The probability of these lethal heat events is also increasing directly because of urbanization. Because of the energetic costs of thermoregulation, as well as the heat absorption by paved surfaces, cities themselves directly cause warming in the well-documented “heat island effect“. These effects are most pronounced in the heat of the day, adding as much as 12° C in temperature and exacerbating the probability of lethal heat and the costs of cooling.

The heat island effect in cities changes as a function of the type of surface. Figure courtesy of the EPA.
What does this mean for cities in the Anthropocene? Our fragility and tropical evolutionary heritage means we cannot ignore the costs of thermoregulation. Increasing passive cooling techniques like windows, improved glazing, and more park areas can significantly reduce city temperatures and therefore energy use, even in places as warm as the UAE (Taleb, 2014). How we choose to build our cities will significantly change the risk of lethal heat and the risks of increased warming due to energy demand.

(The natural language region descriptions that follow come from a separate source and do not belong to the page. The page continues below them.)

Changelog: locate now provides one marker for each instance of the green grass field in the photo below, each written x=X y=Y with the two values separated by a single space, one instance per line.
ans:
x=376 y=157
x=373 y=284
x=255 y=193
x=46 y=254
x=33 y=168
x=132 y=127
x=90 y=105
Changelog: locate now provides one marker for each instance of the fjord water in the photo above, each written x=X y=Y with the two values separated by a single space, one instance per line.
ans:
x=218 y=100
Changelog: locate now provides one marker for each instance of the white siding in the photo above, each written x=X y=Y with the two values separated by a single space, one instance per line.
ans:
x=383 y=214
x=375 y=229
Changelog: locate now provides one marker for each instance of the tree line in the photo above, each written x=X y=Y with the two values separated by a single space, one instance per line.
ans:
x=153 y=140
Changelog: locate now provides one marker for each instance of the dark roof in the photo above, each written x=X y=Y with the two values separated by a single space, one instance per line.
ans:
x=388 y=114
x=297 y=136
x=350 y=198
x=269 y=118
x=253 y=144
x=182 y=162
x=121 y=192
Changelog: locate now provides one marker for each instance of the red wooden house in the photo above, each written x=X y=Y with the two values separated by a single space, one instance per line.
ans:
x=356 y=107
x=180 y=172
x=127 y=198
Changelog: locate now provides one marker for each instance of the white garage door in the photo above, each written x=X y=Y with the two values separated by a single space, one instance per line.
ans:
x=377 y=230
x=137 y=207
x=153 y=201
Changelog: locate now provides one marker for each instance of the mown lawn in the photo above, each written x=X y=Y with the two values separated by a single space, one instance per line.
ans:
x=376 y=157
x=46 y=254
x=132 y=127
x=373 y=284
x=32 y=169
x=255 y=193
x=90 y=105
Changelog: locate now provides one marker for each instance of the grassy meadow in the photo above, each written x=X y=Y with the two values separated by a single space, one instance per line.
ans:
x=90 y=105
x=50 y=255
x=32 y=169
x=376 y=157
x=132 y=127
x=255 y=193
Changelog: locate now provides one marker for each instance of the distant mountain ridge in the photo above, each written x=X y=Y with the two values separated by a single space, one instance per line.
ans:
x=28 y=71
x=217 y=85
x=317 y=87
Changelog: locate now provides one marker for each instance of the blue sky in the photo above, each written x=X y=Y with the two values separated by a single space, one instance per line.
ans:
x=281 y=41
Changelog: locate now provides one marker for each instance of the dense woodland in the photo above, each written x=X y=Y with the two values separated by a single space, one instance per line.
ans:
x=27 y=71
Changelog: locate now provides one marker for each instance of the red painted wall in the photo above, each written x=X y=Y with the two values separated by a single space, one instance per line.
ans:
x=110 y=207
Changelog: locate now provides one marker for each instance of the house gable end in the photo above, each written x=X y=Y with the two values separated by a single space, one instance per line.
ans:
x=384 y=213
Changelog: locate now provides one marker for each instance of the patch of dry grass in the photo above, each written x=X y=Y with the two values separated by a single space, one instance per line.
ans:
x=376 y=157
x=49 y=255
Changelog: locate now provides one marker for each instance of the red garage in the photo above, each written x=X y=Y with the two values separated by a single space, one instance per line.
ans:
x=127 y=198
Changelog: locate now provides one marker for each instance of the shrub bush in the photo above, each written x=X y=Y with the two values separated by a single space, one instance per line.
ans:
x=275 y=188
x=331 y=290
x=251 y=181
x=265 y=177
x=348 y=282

Thanks for this fascinating post, Katie! Just came across this from Marcel Harmon on This View of Life: https://evolution-institute.org/article/constructing-our-niches-evolutions-relevance-to-modern-human-society/. He approaches the use of HVAC to handle thermoregulation explicitly from a niche construction, i.e. evolutionary perspective. But he suggests it is explained in terms of group selection. I wonder what you think of his account?